Make sure that the sets of passwords sent and expected are OK. Check the logs in the Exchange server to try to find more information.

If you keep getting this error, you could increase the level of logging for the x40088 channel by splitting the logging (under the MTA Program folder) and then setting the x40088 channel's normlog to level = all. Then you can try to test the connection again and this time you'll have much more information, including what you send in the MTA Bind operation.

Checking the routing

If you have established a connection from an Isode MTA to an Exchange MTA, then the next thing to try is to check the routing.

For that you can use the ckadr command. From a shell run the following command:

ckadr -x "/G=John/S=Smith/O=Microsoft/ADMD= /C=GB/"

Change the O/R address to something that matches the O/R hierarchy specified in (1).
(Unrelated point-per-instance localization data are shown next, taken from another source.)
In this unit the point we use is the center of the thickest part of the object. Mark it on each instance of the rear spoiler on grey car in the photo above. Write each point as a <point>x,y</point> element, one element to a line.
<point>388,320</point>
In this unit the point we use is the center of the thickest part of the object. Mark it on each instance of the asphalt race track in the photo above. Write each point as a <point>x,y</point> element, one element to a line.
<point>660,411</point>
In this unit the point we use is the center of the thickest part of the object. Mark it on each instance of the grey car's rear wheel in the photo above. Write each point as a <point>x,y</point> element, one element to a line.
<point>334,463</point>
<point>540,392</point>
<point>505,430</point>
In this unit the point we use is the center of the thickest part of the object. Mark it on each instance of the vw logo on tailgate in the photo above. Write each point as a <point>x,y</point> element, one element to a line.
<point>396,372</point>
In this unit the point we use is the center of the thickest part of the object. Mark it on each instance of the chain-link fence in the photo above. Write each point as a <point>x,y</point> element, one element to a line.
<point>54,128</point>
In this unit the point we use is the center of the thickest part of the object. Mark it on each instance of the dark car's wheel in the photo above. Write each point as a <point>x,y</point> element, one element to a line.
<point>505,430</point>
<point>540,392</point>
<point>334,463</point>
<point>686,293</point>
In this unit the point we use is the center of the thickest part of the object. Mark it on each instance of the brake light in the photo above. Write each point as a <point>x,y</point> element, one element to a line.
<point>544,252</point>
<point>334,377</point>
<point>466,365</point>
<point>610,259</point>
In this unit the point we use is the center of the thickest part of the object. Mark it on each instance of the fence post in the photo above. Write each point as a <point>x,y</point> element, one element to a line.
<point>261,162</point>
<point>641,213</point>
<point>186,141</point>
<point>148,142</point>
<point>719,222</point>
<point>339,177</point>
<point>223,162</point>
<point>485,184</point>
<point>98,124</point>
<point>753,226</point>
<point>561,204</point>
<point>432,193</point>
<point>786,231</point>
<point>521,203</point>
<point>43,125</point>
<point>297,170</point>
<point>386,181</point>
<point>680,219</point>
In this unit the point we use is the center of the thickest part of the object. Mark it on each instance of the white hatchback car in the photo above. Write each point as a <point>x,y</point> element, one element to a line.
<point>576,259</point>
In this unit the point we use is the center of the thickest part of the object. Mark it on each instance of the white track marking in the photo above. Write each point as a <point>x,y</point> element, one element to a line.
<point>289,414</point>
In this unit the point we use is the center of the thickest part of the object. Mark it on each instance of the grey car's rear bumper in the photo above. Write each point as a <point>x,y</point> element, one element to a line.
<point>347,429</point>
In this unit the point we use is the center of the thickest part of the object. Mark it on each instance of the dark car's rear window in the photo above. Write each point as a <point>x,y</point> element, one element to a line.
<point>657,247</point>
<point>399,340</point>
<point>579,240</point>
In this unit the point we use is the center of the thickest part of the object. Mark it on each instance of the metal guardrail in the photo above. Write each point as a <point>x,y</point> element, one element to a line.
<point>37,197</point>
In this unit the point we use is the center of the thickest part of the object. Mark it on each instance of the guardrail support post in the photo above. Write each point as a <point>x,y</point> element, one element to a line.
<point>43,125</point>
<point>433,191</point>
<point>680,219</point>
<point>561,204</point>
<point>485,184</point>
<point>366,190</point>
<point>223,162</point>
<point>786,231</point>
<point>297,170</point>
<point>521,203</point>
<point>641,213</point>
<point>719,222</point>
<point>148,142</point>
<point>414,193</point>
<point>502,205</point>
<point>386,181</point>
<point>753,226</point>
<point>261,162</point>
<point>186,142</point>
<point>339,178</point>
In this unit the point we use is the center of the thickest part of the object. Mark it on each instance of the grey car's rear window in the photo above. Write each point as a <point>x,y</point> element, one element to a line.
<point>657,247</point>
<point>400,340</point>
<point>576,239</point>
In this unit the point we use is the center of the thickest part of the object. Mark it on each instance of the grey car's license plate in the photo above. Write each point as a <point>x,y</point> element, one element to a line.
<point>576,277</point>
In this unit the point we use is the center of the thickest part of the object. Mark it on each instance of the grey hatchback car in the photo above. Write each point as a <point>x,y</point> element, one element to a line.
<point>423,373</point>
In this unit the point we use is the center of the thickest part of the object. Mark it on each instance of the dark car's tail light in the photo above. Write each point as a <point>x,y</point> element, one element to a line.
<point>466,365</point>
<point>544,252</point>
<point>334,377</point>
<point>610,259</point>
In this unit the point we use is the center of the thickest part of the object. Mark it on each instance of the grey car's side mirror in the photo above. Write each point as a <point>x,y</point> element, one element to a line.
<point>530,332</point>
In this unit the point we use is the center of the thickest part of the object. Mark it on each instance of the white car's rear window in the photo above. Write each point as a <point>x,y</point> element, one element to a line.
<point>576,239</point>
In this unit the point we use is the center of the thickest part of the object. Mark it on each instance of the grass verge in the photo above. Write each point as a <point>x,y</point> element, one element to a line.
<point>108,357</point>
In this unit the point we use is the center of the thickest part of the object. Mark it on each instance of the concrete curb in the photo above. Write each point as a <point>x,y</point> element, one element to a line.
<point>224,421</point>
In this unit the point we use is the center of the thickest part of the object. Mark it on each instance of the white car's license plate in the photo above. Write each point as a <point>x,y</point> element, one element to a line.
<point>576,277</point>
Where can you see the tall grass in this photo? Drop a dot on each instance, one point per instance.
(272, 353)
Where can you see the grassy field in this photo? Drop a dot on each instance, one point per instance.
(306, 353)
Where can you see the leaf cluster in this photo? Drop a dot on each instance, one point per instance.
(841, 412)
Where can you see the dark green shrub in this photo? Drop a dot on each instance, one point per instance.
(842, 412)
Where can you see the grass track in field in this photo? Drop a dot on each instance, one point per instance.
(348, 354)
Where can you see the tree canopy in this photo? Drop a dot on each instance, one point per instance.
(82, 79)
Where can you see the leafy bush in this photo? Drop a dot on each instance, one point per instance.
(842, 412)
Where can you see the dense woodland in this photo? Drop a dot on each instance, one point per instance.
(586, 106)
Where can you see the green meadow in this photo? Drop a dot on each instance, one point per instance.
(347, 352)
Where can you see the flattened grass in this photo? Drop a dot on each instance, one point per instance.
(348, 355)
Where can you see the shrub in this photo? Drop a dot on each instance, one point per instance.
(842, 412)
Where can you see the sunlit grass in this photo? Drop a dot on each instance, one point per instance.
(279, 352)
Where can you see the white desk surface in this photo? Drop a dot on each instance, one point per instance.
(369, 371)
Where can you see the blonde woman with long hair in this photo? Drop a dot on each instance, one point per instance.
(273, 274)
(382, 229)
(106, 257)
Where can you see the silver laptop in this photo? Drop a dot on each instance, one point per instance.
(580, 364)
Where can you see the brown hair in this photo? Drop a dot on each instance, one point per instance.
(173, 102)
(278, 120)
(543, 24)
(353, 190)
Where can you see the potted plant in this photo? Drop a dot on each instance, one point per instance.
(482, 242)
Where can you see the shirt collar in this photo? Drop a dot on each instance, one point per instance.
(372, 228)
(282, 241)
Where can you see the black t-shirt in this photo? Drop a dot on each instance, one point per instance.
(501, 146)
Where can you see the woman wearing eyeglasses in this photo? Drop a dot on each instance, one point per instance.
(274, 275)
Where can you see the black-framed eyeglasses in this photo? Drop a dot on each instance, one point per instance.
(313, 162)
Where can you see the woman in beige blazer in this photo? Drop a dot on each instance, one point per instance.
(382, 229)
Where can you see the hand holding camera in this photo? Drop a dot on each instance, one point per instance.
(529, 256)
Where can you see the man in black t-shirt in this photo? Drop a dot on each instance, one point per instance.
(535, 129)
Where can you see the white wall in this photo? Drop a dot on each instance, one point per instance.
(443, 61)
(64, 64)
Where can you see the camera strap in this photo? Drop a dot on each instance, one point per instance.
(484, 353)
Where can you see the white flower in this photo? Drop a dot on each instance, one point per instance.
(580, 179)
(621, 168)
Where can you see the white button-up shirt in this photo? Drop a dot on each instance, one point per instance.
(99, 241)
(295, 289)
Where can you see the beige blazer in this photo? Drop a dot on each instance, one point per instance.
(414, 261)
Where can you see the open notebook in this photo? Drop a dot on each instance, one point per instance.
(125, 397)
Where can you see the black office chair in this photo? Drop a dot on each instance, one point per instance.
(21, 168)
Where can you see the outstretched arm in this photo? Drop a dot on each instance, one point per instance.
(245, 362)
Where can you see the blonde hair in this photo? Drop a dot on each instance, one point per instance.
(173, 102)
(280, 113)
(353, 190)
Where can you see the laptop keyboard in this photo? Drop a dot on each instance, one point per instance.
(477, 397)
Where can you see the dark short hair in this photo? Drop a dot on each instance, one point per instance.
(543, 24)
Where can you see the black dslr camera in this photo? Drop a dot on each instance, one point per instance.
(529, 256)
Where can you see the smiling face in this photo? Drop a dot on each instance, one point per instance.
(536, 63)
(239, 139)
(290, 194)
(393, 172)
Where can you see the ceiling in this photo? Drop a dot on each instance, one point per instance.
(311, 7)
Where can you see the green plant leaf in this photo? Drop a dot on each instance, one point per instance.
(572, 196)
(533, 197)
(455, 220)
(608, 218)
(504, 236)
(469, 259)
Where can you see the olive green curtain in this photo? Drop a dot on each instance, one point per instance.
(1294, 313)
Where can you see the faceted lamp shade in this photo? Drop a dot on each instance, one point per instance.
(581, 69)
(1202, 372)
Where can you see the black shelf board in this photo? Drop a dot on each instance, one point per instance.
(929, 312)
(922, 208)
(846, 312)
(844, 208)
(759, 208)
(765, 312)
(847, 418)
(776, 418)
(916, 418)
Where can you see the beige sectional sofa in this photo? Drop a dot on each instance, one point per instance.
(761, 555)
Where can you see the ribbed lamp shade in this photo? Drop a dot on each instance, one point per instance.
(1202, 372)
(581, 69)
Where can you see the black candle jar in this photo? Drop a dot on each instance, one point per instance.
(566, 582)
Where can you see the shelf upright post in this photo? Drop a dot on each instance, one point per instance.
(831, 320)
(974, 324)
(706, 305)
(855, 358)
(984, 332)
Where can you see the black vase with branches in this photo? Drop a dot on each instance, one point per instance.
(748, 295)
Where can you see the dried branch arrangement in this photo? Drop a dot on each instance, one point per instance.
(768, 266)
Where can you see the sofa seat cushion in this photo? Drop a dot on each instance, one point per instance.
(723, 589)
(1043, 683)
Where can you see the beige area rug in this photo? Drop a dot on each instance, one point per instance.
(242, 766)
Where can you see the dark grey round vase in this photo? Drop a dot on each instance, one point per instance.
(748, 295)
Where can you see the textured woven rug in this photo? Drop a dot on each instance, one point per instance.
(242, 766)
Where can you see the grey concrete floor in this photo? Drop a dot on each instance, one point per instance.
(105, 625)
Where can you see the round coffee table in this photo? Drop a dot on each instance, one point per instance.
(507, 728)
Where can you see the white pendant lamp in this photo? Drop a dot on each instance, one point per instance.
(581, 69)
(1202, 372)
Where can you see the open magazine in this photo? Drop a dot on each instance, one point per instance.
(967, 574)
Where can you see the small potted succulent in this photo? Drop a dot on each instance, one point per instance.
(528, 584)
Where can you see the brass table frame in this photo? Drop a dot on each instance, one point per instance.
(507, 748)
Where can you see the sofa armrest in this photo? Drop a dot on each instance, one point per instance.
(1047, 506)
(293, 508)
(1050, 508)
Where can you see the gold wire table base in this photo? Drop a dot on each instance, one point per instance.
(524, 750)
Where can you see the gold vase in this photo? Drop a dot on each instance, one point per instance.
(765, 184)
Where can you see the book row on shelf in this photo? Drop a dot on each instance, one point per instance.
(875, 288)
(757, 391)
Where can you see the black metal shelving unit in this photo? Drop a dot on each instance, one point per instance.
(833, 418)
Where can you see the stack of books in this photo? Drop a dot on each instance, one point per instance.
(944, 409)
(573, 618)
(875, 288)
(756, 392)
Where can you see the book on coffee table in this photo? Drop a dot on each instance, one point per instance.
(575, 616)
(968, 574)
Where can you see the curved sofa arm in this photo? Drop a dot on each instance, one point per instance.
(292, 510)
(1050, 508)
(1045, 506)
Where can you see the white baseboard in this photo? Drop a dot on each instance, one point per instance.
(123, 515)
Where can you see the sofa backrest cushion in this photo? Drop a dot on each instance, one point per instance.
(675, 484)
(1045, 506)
The output should be something like:

# ckadr -x "/G=John/S=Smith/O=Microsoft/ADMD= /C=GB/"
/G=John/S=Smith/O=Microsoft/ADMD= /C=GB/ -> (x400) /G=John/S=Smith/O=Microsoft/ADMD= /C=GB/

Delivered to <cn=x40088,,cn=Messaging Configuration,ou=MHS,c=XX> by x40088

If the Isode MTA routes addresses correctly, and the MTA connectivity is fine, then testing should be undertaken with real messages. On the Exchange side, Isode recommends Boldon James, which is used with Microsoft Outlook. On the M-Switch X.400 side, basic testing can be done using Isode's test X.400 client, which connects directly to M-Switch X.400 using X.400 P3. If a full User Agent is needed on the X.400 side, a message store (Isode's M-Store X.400) should be added and then an X.400 P7 User Agent, such as MailmaX.400 from Addonmail our Microsoft Outlook with the Boldon James MAPI P7 plugin.

X.400 Body parts

When X.400 is used to connect M-Switch X.400 and MS Exchange, X.400 body parts will be carried transparently by M-Switch X.400. MS Exchange maps X.400 body parts on delivery, and not all X.400 body parts are (fully) supported. It will work correctly for all commonly used body parts. If unusual body parts, body part parameters or non-standard MIXER mappings are being used, MS Exchange support should be verified.

Troubleshooting Exchange

If you are unable to make a connection, increase the MS Exchange log levels for X.400 and security issues from none to maximum. MS Exchange writes to the application log, which can be seen using the Event Viewer program (located in the Administrative Tools folder of Program Manager). It may be necessary to increase the log size (using the Log/Log Settings menu item of Event Viewer). For more details on MTA logging check this web page.

To change the frequency of outgoing X.400 connection attempts , change the Open Interval field on the Override tab of that MTA. The default is 600 seconds (10 minutes).

The standard logging defaults for the M-Switch do not need to be altered.For full details on configuring the M-Switch Administrator's Guide.